This week I finished looking into deep learning and started thinking about possible ideas for my research project.
3D Depth Representation through Deep Learning Stereo Matching
Dr. Sprague came up with the idea of trying to incorporate the output generated by OpenCV into a CNN together with the original stereo images in order to get a better 3D depth representation.
We looked into current literature and progress made and realized that there is an enormous amount of research being done in this subject matter, but with no perfect result yet achieved by any.
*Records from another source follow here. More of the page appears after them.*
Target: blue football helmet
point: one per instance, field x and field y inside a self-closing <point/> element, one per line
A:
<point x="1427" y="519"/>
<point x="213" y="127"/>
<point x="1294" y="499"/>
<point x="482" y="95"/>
On Thursday I started reading the latest research, as well as one of the best results achieved so far in 3D depth representation through stereo matching. Dr. Sprague prompted me to read the following research: Efficient Deep Learning for Stereo Matching.
Previous research used Siamese networks and concatenation to combine the two branches and then followed with more processing.
The research presented in the article consists in a CNN architecture that uses two Siamese networks with a simple product layer (inner product of patch representations) on top of the convolutions. This method provides more accurate matches and decreases errors compared to previous methods.


However, even though their research has the best results out of many others, it is still not perfects, lacking in correct representation of repetitive patterns and large saturated areas.
What we are thinking of doing is use openCV to output a depth image, then using that as an input to our CNN, together with the raw images coming from the camera.
We’re hoping that by using this combination, we can create a better 3D representation than the current research, and minimize the problems presented in those.